Inspections by the State Pollution Control Board held on February 18 had found that all windrow composting yards were in a dilapidated state at the site. The condition was worse than it was during earlier visits. No sufficient compost heaps were seen and the waste masses stocked there were of legacy nature. It was noticed that they were using three trommels only for biomining activities and the manure thus produced was of no fertilizer quality, according to a report filed by the board before the SLMC.
The corporation authorities were not able to provide closed drains as per the directives issued by the board. The drains were not constructed scientifically and chances of percolation of leachate were high.
Several drain segments through which leachate cannot be properly diverted were also found by the board officials.
The report said the direction to provide scientific leachate collection pits of impervious nature was not complied with by the corporation officials.
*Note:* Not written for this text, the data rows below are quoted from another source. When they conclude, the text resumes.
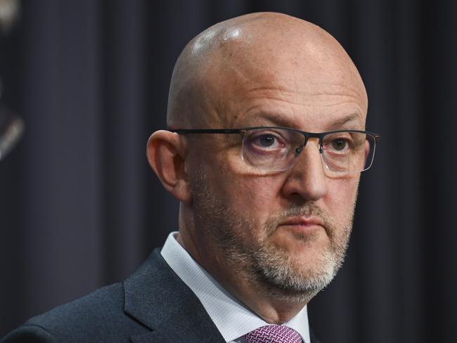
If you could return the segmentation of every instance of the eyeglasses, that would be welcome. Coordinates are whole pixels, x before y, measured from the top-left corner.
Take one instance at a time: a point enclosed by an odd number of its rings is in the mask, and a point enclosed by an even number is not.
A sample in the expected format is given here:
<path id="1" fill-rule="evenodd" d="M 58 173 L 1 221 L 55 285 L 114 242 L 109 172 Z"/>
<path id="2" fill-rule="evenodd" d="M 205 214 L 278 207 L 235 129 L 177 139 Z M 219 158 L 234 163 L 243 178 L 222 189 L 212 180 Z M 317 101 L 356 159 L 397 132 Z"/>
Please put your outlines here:
<path id="1" fill-rule="evenodd" d="M 170 131 L 180 134 L 240 134 L 243 137 L 241 159 L 249 168 L 263 174 L 291 169 L 309 138 L 317 138 L 326 173 L 336 177 L 369 169 L 376 141 L 380 138 L 377 134 L 359 130 L 314 134 L 276 127 Z"/>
Leachate in huge quantities was flowing through a small canal. It was noted that they were constructing a new collection pit in an unscientific manner beside the existing pit. This was not intimated to the board in advance. It was also noted that the oozed leachate was being pumped out to nearby land using suction pumps and hose, according to the report.
The leachate treatment plant was seen not operational and the officers responsible informed the board that it would not be viable and they were planning to introduce another facility. But no proper time-bound proposals were submitted till date, it said.